Praised as "masterful" by William Gibson, Lauren Beukes's frighteningly persuasive, high-tech fable is follows four narrators living in a dystopian near-future.
Kendra, an art-school dropout, brands herself for a nanotech marketing program. Lerato, an ambitious AIDS baby, plots to defect from her corporate employers. Tendeka, a hot-headed activist, is becoming increasingly rabid. Toby, a roguish blogger, discovers that the video games he plays for cash are much more than they seem. On a collision course that will rewire their lives, these characters crackle with bold and infectious ideas, connecting a ruthless corporate-apartheid government with video games, biotech attack dogs, slippery online identities, a township soccer school, shocking cell phones, addictive branding, and genetically modified art. Taking hedonistic trends in society to their ultimate conclusions, Lauren Beukes spins a tale of a utopia gone wrong, satirically undermining the idea of progress as society's white knight.

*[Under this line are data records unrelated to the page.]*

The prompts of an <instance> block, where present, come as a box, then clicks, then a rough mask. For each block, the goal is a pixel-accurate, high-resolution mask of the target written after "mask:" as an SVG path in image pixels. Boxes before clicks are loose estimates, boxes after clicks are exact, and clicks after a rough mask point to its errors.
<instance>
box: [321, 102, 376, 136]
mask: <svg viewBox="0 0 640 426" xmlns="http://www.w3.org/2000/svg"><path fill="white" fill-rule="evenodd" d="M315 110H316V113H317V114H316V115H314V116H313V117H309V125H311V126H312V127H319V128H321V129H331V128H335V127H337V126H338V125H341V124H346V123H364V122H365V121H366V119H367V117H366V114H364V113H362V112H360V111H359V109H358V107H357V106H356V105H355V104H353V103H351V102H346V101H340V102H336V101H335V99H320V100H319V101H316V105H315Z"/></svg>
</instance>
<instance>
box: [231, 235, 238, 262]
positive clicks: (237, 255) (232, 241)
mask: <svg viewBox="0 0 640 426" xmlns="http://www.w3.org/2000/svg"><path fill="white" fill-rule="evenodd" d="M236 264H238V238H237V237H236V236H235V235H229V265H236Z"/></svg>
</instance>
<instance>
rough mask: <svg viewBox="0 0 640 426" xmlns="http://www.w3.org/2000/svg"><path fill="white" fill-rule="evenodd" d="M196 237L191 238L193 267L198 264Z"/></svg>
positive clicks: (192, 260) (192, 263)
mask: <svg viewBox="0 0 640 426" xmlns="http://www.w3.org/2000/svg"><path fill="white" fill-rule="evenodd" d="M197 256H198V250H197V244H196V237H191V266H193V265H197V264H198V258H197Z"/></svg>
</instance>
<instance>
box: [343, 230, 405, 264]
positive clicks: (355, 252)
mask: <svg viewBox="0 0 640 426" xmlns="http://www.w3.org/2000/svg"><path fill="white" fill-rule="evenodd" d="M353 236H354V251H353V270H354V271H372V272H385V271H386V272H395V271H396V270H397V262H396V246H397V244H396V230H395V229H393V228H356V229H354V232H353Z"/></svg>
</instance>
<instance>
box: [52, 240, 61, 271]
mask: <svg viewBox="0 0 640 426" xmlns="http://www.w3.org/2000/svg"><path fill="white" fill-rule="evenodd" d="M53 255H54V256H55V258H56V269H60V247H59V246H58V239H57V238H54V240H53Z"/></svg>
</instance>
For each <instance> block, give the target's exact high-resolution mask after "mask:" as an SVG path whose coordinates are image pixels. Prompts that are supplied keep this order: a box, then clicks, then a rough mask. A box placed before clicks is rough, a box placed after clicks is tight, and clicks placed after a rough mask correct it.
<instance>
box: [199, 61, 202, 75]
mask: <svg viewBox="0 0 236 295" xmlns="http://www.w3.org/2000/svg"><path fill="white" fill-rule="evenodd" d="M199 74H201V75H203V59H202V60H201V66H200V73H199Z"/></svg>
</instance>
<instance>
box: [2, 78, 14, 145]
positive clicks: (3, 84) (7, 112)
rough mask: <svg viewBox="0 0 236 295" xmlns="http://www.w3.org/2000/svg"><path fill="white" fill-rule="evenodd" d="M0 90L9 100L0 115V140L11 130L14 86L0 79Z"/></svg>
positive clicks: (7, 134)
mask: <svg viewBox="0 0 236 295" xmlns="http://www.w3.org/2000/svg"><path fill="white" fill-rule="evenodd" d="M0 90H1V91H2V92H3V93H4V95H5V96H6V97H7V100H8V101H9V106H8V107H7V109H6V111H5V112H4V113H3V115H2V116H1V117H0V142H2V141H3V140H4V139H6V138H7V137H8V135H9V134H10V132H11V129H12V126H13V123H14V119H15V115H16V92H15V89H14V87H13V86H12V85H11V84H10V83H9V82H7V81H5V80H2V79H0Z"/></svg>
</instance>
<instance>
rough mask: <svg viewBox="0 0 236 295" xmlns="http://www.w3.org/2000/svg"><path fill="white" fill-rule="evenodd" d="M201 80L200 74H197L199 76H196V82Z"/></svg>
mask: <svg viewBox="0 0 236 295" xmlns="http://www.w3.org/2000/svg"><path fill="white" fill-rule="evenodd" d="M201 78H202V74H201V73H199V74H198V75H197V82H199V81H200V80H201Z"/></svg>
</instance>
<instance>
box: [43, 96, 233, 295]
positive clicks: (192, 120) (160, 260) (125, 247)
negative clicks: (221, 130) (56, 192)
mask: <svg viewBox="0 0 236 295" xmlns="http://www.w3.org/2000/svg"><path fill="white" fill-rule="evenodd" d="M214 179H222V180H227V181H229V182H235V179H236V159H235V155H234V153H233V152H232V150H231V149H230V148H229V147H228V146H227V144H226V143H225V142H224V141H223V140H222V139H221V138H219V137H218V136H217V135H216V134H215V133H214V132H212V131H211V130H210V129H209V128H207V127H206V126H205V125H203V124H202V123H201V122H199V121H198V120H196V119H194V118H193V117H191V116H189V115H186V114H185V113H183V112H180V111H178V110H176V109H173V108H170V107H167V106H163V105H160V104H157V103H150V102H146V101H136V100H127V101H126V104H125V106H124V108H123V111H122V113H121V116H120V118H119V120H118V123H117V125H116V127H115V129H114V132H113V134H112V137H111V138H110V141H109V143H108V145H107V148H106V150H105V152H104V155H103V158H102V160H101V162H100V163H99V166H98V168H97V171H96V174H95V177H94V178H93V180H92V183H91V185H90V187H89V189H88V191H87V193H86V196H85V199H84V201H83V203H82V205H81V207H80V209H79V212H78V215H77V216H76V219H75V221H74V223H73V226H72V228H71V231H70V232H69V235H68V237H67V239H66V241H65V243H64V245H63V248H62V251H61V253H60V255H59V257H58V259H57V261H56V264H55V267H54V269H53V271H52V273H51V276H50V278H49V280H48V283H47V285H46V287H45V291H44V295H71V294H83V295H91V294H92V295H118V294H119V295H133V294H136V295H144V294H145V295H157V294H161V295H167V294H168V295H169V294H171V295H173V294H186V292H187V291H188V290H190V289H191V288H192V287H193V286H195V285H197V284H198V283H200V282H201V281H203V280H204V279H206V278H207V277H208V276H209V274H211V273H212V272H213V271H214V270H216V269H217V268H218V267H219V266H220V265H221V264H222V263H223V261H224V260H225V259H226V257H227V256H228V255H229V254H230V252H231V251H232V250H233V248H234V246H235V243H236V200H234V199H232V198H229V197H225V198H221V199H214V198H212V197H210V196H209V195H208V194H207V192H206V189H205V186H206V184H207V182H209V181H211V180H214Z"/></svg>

A Big Brotherly corporation provides public services for a Cape Town beset by a bad economy and plague-ridden slums in this reissue, an intriguing if somewhat shapeless near-future novel from South African author Beukes (Zoo City). The four leading characters are tangentially related through an anti-corporation sabotage plot. Tandeka is gay but marries a destitute and pregnant refugee to protect her. Kendra, a former art student, becomes a nanotech lab rat, who voluntarily becomes addicted to Ghost, a popular drink, and helps to promote it. Toby, whose vocabulary is largely limited to current and projected expletives, amorally mines video games for cash. Lerato, a gifted programmer who clawed her way up out of poverty, schemes to leave her corporate job for a better life. Their amorphous protest against their bleak society aims to create an alternate economy without SIM IDs, which pretend to provide ever-increasing communication but actually enslave people by destroying their humanity, even promoting "art" created out of animals' pain. Beukes delivers a stinging assessment of people who want their government to supply everything that they think they need.